All the methods used in this paper underwent 30 epochs, and the average value of 30 iterations was taken as the basis for identifying the ability of the method. Finally, in terms of the robustness of the model, ResNet-18 and MiniRocket had the highest robustness. Except that the accuracy of the MiniRocket method was slightly lower than ResNet-18, it was better than ResNet-18 in recall, F1, and variance. Considering the classification accuracy and calculation time of the model, the MiniRocket model, as a neural network with both depth and width, had a better effect. It showed that the model can overcome the complexity of seismic waveform characteristics while calculating efficiently and has a good application prospect in the study of seismic waveform classification.
The accuracy of the unsupervised classification method K-means was lower than 0.4, so it cannot be used in practical research, although it was the most efficient in label-independent methods. The main reason for the poor performance of K-means calculation is that the key features in different event waveforms were not fully extracted. The MiniRocket method can also be used to extract the characteristics of seismic waveforms and then combined with other clustering methods, such as K-means and cluster head. In order to directly extract the decisive features in waveforms, we tried the method of collaborative learning between MiniRocket and unsupervised classification. Firstly, we tried the MiniRocket + K-means method, which directly improved the accuracy to 0.7643, but the values of recall and F1 were relatively low. Since the simple application of K-means clustering leads to the decline in clustering performance, this paper also proposed the MiniRocket + cluster head method. This combined method greatly improved the accuracy of unsupervised classification. The accuracy of the MiniRocket + cluster head method was 84.5%, which was more than two times higher than that of the pure K-means method. Therefore, through this study, a new idea is given for the classification of different earthquake types, and the proposed unsupervised classification method also has a certain application prospect in the identification of unnatural earthquakes in other regions. The classification effect of collaborative learning was further improved, and the variance was minimal, indicating that the model has a certain robustness.

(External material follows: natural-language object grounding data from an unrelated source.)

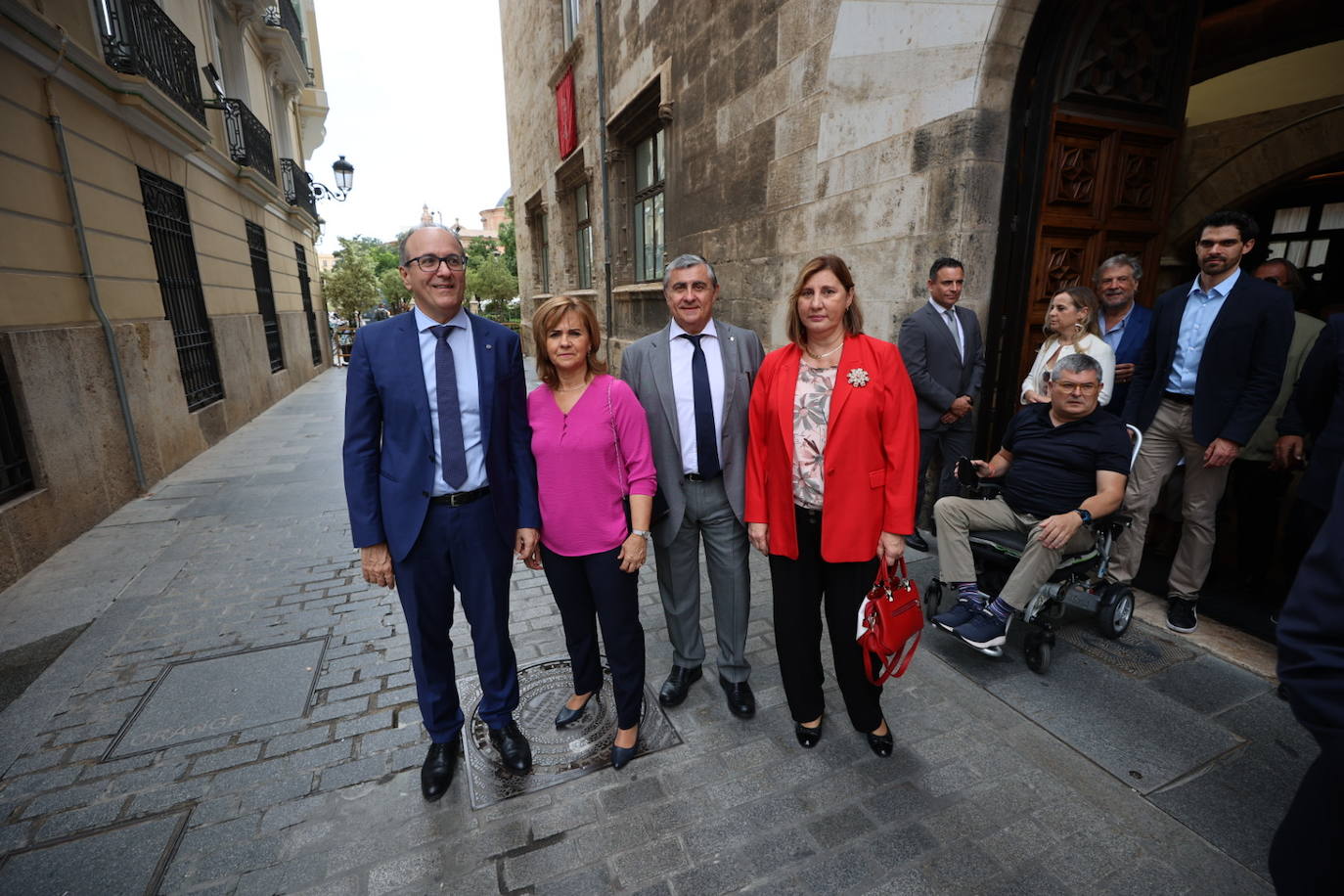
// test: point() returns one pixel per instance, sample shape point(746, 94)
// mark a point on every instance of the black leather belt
point(459, 499)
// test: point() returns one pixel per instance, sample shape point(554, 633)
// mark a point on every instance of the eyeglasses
point(428, 263)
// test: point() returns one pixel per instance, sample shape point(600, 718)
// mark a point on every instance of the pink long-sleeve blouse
point(579, 482)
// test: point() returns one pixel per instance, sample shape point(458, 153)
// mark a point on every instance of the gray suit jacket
point(647, 366)
point(937, 373)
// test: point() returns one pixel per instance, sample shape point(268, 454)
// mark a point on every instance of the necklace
point(826, 355)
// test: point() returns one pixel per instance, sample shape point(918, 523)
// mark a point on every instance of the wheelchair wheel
point(1114, 610)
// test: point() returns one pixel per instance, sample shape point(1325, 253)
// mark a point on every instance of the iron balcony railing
point(140, 39)
point(248, 141)
point(295, 182)
point(284, 15)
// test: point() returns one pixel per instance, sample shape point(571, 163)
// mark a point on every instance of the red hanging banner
point(566, 121)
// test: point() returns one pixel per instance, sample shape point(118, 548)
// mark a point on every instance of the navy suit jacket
point(1240, 370)
point(388, 452)
point(1131, 347)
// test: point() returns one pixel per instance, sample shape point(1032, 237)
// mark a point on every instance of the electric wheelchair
point(1080, 580)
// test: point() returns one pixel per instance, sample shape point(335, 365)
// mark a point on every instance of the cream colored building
point(143, 209)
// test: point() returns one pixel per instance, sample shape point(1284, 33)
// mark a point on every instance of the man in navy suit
point(1208, 373)
point(1305, 855)
point(441, 488)
point(1124, 323)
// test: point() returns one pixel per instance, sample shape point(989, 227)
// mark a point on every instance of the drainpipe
point(606, 195)
point(58, 132)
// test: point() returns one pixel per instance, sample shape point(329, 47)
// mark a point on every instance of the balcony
point(295, 182)
point(284, 15)
point(248, 141)
point(140, 39)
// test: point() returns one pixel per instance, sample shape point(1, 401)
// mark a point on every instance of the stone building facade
point(1030, 139)
point(158, 284)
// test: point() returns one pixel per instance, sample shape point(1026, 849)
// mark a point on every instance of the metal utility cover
point(205, 697)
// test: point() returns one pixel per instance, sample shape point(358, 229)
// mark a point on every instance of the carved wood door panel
point(1105, 191)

Since MiniRocket has the function of feature extraction, this allowed us to visualize the distance in the feature space of different types of seismic events. For this purpose, we used the t-sne method to reduce the dimension of data to two dimensions for visualization. In Figure 5, there are three types of data ground truth labels; visualization results of the feature interval of the supervised MiniRocket method; visualization results of the feature interval of the MiniRocket + K-means method; visualization results of the feature interval of the MiniRocket + cluster head method. The characteristic distance of noise events is far from that of blast and seismic events, while the characteristic distance of blast and seismic events is very close, so it is difficult to distinguish. Although the MiniRocket + cluster head method has some disadvantages in noise identification, it has greater advantages over the MiniRocket + K-means method in distinguishing difficult blast and seismic events.

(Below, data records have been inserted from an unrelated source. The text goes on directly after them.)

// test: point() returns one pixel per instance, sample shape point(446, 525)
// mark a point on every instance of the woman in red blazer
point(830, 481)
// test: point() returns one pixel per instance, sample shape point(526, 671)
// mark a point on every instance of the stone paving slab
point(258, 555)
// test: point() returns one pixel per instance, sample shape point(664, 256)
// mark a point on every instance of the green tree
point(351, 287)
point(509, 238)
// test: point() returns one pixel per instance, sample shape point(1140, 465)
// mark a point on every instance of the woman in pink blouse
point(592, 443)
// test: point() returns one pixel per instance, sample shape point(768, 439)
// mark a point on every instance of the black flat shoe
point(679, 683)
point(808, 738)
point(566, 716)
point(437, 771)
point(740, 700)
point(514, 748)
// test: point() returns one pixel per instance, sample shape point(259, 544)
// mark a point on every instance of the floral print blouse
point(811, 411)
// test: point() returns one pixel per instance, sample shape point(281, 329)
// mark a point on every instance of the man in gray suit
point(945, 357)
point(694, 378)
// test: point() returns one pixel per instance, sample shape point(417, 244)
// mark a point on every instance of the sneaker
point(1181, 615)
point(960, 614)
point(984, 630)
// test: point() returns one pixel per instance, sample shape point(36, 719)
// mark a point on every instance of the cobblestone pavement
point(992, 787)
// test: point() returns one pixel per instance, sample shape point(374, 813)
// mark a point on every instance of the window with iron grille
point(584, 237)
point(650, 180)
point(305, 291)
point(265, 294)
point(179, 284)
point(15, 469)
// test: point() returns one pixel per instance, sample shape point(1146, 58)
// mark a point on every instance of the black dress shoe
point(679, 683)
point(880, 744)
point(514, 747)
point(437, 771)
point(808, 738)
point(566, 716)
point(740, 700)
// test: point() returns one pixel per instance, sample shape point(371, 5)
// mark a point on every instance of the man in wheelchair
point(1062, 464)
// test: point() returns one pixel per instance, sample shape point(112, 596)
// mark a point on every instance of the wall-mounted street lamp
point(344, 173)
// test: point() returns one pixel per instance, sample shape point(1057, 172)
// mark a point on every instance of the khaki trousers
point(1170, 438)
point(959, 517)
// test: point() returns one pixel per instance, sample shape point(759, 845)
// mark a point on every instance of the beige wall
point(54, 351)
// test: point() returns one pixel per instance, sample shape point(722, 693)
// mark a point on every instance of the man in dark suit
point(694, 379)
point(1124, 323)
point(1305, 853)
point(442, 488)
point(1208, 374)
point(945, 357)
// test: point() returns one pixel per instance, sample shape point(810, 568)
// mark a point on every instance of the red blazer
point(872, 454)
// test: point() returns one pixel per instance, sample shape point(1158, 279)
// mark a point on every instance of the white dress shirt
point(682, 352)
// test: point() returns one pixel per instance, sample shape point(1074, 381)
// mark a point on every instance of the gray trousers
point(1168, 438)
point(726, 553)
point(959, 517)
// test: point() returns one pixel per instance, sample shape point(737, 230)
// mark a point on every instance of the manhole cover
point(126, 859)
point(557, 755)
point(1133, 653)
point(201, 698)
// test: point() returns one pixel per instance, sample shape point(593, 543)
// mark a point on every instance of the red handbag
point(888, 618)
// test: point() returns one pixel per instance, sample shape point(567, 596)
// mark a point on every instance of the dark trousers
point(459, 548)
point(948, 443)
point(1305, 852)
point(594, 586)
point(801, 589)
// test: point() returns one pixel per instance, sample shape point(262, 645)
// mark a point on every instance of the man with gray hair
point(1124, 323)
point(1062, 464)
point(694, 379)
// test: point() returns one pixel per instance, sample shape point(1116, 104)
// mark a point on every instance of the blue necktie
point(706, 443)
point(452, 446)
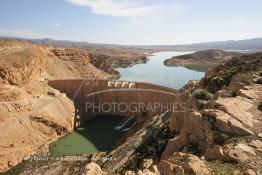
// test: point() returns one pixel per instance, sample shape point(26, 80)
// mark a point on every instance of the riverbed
point(154, 71)
point(101, 133)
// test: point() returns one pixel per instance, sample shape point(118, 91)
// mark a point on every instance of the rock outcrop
point(182, 164)
point(226, 127)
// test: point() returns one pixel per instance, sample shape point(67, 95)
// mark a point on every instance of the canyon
point(44, 90)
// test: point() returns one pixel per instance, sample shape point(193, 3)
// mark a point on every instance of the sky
point(132, 22)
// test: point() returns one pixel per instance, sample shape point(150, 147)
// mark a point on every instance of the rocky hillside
point(32, 114)
point(219, 132)
point(207, 57)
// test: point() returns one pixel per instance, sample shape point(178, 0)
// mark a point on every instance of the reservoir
point(154, 71)
point(102, 132)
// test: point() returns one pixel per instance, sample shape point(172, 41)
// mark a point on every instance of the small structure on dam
point(121, 98)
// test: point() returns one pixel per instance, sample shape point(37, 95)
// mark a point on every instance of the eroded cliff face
point(32, 114)
point(225, 131)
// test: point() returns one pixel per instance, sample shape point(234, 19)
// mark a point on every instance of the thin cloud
point(26, 33)
point(57, 24)
point(124, 8)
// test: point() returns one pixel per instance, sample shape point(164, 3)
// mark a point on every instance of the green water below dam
point(98, 134)
point(102, 132)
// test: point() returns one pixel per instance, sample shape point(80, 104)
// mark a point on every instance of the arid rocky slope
point(220, 133)
point(32, 114)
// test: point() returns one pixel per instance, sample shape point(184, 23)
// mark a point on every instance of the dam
point(105, 110)
point(119, 98)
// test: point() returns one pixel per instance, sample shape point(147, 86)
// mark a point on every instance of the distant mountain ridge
point(254, 45)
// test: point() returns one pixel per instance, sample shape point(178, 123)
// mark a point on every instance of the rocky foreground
point(220, 133)
point(32, 114)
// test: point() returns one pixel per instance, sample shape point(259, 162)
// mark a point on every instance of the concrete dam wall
point(105, 97)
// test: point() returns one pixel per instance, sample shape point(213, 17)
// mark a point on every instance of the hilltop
point(205, 59)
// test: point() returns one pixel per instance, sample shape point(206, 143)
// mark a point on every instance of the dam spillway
point(131, 98)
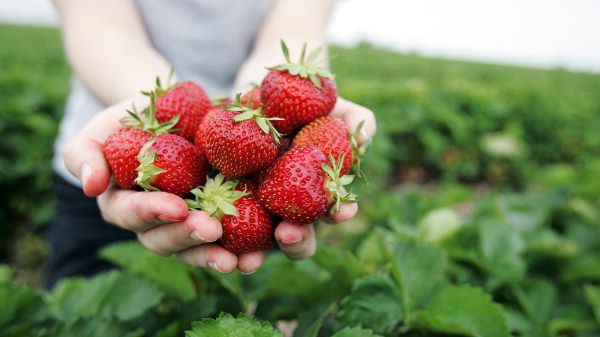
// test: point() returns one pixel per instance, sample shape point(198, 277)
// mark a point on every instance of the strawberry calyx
point(335, 184)
point(146, 120)
point(248, 113)
point(358, 151)
point(306, 67)
point(159, 90)
point(216, 197)
point(147, 170)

The results of this paper showed that the supervised classification method was significantly better than the unsupervised method. Theoretically, the objective function of supervised classification task optimization is E ( x , y ) ~ D [ log p θ ( y | x ) ] , and the optimization process is the process of extracting label-related information from data, while the unsupervised task is mainly used for maximum likelihood estimation E x ~ D [ log p θ ( x ) ] . The lack of category information makes it difficult to correctly estimate the distribution based on category, which may be the reason why unsupervised classification methods are rarely used in the current research on identifying earthquake types based on seismic full waveform. Compared with the unsupervised clustering method, supervised classification can find the event discrimination threshold more accurately, thus yielding better performance.

6. Conclusions

Through qualitative analysis of signal and data waveform characteristics, the event type can be directly determined. Combined with long-term experience accumulation in daily practical work, blast and natural earthquakes can be identified simply and efficiently to a certain extent. However, earthquake monitoring is long-term and real-time. It is a waste of a lot of manpower to rely on human experience to continuously judge the earthquake category. Moreover, there are certain differences in the personal experience level of earthquake analysis experts, resulting in different discrimination results caused by personnel changes in earthquake classification. If you want to find an efficient recognition criterion that can be directly applied to computer automatic recognition, it must be based on the quantitative determination of the characteristics of the event type (establishing the effective threshold of various criteria), and because the waveform record is a comprehensive reflection of a series of influences such as the source type, propagation path, and recording instruments and equipment, the determination of the final event type should be a comprehensive classification problem with multiple characteristics. All the information on the characteristics of the earthquake source is recorded in the seismic sensing signal waveform. The depth characteristics of natural earthquakes, explosions, and other waveforms were extracted by using the depth learning model, and a neural network model that can identify non-natural seismic events was established. When applied to the fields of earthquake monitoring, earthquake disaster prevention, and public services, it can further improve work efficiency, be used to respond to social concerns in time, and reduce disaster losses. In order to explore the effect of different depth learning models in the classification of earthquake, blast, and background noise, this paper used a variety of neural network structures to establish a classifier to identify the types of natural earthquake, earthquake, blast, and background noise. These classifiers were tested by using a single seismic waveform as a unit to comprehensively evaluate the actual effect of a convolutional neural network in the identification of seismic event types so as to provide a reference for the automatic identification of seismic event types. The final results are as follows:
(1)
Among the supervised learning methods used in seismic classification, this paper attempted to use MiniRocket, a one-dimensional convolution model. It is relatively simple, does not need a complex and deep network structure, and can also achieve classification results close to or even surpassing those of the other three mainstream classification methods, with the highest computational efficiency.
(2)
The feature extraction of seismic waves was carried out through MiniRocket, and then the t-sne visualization method was used to compare the feature distances of three types of data: earthquake, blast, and background noise. It was found that the feature distances of earthquake and blast blend with each other and are difficult to distinguish.
(3)
In supervised learning, it is inevitable to make labels manually, which is heavy work, while unsupervised learning can classify sample data without prior information, that is, label making is not required. Our LCL-SSS combined two unsupervised classification methods, K-means and cluster head, and finally achieved an accuracy of nearly 80%. The method proposed in this paper provides a feasible reference scheme for the automatic classification of earthquake types and points out a new classification for the classification of seismic events in future seismic big data. Once the unsupervised method is established, the application of all algorithms in practice is very simple. Compared with the supervised method, there is no need to make labels, so the calculation cost is very low.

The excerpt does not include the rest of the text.